Bhushan, along with Utkal Coal Ltd, Monnet Ispat and Energy Ltd as well as Jayaswal Neco Industries Ltd (JNIL), have challenged the Coal Ministry’s decision to club all other sectors, except power, under one category for the coal mines auction.
The Centre today told the Delhi High Court that it will withdraw Jhamkhani coal mine in Odisha from the ongoing auction process.
The Delhi High Court bench said as a result of the withdrawal of the block, Bhushan’s petition has become infructuous and “is disposed of”.
The companies in their respective pleas have challenged auction rules of two-stage bidding in which 50 per cent of the players are eliminated in round one, besides multiple bidding by a company.

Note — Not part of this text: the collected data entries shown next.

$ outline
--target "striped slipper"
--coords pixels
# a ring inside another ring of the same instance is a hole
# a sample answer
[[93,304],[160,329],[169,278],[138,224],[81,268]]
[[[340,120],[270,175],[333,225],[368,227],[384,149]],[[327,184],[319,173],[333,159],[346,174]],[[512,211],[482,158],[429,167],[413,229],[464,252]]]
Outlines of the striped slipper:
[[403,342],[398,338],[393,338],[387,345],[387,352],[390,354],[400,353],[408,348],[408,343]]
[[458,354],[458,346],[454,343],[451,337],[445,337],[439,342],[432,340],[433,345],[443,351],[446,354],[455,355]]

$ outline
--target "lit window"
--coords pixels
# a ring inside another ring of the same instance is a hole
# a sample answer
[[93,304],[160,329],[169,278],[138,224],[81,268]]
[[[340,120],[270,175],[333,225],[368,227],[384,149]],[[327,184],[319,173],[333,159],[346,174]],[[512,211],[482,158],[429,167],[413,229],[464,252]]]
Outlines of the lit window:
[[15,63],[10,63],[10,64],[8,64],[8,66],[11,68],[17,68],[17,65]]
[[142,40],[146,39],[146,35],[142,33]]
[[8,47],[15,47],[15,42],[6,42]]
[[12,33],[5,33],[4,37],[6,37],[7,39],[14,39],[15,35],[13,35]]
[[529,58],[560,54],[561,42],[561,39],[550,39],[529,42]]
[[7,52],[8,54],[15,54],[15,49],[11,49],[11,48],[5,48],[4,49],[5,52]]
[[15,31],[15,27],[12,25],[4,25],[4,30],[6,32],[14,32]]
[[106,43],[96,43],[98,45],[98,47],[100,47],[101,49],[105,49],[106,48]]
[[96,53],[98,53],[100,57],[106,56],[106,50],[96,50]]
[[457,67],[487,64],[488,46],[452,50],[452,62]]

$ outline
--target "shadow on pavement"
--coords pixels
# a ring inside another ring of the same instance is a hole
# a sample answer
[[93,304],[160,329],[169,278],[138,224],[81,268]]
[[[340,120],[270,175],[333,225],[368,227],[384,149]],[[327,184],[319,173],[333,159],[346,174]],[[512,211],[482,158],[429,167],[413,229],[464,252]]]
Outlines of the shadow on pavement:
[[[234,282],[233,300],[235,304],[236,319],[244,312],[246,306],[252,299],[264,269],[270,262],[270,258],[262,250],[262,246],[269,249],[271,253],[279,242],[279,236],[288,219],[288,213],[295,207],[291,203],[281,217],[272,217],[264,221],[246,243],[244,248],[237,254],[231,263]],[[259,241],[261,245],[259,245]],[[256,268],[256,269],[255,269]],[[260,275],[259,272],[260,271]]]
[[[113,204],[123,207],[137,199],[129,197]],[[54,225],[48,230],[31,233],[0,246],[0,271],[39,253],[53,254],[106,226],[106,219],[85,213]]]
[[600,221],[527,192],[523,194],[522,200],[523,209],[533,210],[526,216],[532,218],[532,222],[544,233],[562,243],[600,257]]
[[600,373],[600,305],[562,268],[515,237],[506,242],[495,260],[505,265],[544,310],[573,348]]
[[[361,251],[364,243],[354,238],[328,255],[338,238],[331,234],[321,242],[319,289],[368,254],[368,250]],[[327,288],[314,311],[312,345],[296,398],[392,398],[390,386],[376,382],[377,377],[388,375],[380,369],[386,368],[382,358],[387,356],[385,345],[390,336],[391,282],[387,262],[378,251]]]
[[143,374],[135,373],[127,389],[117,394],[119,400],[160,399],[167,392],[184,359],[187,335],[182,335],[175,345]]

They have claimed that the 50 per cent elimination criteria combined with the classification of all sectors, except power, under unregulated sector, was “wrong”.
They have contended that due to “wrong” classification, core sectors like iron and steel, which are to be protected as per 2014 coal ordinance, are losing out to aluminium companies in the auction.
However, as per the list of the 33 blocks auctioned so far 12 were for power sector and out of remaining 33, nine mines have gone to the iron and steel sector under schedule II and III categories.
The government has so far auctioned 33 blocks which will fetch it over Rs two lakh crore — surpassing CAG’s estimate of Rs 1.86 lakh crore loss due to allocating mines without auction during the previous regimes.
“The transparent e-auction of …blocks, has already yielded potential e-auction revenues, royalties and upfront payments of Rs 2.07 lakh crores, which is far in excess of CAG loss estimate of Rs 1.86 lakh crore,” Coal Minister Piyush Goyal has said.
The allotment of 204 coal mines were cancelled following a Supreme Court order, which led to the government announcing the ongoing auction.